1987 film directed by Jag Mundhra

Open House is a 1987 American slasher film directed by Jag Mundhra and written by David M. Evans from Mundhra's original story. It stars Joseph Bottoms as a radio psychologist and Adrienne Barbeau as a real estate agent, who are under threat by a serial killer.

== Plot ==
A teenage girl who was molested by her father calls David Kelley, a radio psychologist working for KDRX, and shoots herself on the air. Later, a real estate broker shows off a house to prospective buyers, and discovers the decomposing remains of another realtor in the washroom, the fourth victim of a psychopath dubbed the "Open House Killer". Outside Grant Real Estate, which David's girlfriend Lisa runs, someone digs through the trash, and takes discarded Seller Listings. The vagabond goes to one of the listed houses, and murders the realtor and buyer inside with a plunger that has had razor blades attached to it. The Open House Killer (who gives his name as "Harry") then calls David at KDRX, and opines that his victims deserved their fates.

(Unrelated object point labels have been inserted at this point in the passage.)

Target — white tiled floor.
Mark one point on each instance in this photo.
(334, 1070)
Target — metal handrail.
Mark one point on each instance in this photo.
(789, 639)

After an open house, Harry breaks into the property, and electrocutes the realtor with frayed wires. As Harry continues to make rambling calls to KDRX, a detective named Arnold Shapiro is assigned to work with the station to try and track Harry down. In an attempt to protect their employees, the real estate agencies institute new safety precautions, though these do little to deter Harry, who murders another agent by hanging her.

Barney Resnick, Lisa's unscrupulous business rival, visits a prospective client, a dominatrix who agrees to sell her home through his agency if he has kinky sex with her. Harry follows Resnick, decapitates him with an axe, and snaps the neck of the home owner. The next day, Harry abducts Lisa, who gives cryptic hints about her whereabouts when Harry calls KDRX to taunt David. David tracks Lisa and Harry to an empty house, and as the authorities swarm the building, Harry expresses disappointment over the media not being present, and rants about how corporations and the real estate industry drove him to kill, as they made it so he could never have a place he could call his own

Just as Harry is about to slit Lisa's throat, he is shot and knocked through a glass door by Detective Shapiro. Despite the severity of his injuries, Harry still tries attacking, and is finally killed when Shapiro knocks him off a balcony.

== Reception ==
Moria gave Open House a zero, and stated that while it was more ambitious than most other slashers of the time and had an intriguing antagonist, it was still "a very poor film" that was dully directed, flatly photographed, and failed to generate any real suspense. Hysteia Lives! found the film "unrelentingly tedious" and gave it a one out of five, writing "Despite a few cheesy flourishes, Open House is a snoozer of the first order".